Все же безмятежна пора детства, отрочества и даже юности, в нее не врываются тревожащие душу вопросы о происхождении, если они и возникают, то быстро угасают, только когда взрослеешь, начинает исподволь точить мысль: «А кто же я?» Она укрепляется в силу различных обстоятельств, и тогда ты должен дать ответ, прежде всего сам себе, как бы от него ни отделывался и ни пытался утверждать, что в принципе он никакого значения не имеет. Но почему же тогда во всех анкетах, которые приходится тебе заполнять, стоит этот вопрос: «Национальность?» Я отвечаю на него словом «русский», — так было решено в нашей семье, когда мне исполнилось шестнадцать. Но кто я? Рожденный от немца, бывшего оберст-лейтенанта, и еврейки, бежавшей из минского гетто, взращенный и вскормленный в русской заводской семье и принявший ее фамилию, ведущую начало от работных людей уральского казенного завода… Кто я?.. Не знаю. Одно могу ответить на это, ответить с полной убежденностью, особенно сейчас, познав судьбу породивших меня, и тех, кто были с ними рядом, — я сын этой большой земли, обильно политой кровью, черным по́том людских страданий, нечеловеческого терпения, сын этой земли, зовущейся Россия, где замешались меж собой судьбы множества племен и народов; я никогда не любил клятв, мне претила напыщенность их слов, как и всяких иных громкозвучных речей, но сейчас я могу поклясться в безмерной верности и любви этой земле, как и обеим своим матерям, и отторгнуть меня от них — больше, чем убить.

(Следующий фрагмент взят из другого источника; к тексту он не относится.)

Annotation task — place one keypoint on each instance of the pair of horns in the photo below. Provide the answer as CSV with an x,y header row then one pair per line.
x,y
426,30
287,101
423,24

Время, время, великое Время, оно не только меняет людей, оно заставляет менять их свои суждения о других; то, что прежде ими утверждалось категорично, как выражение их отношения к миру, в наши дни опровергается ими же самими. В этом мне пришлось недавно убедиться. Спустя три месяца после моего возвращения из Эйзенаха дома у меня раздался протяжный телефонный звонок. Я снял трубку.
— Алло! Здравствуй, побратимчик.
— Наташка? — ахнул я.
— А я завтра буду в Москве. Я хочу, чтобы ты меня встретил.
— Очень хочешь?
— Мне это важно.
— Говори номер вагона и побыстрее.
— А куда ты спешишь?
— Тороплюсь повязать галстук. И еще мне надо до завтра успеть почистить ботинки.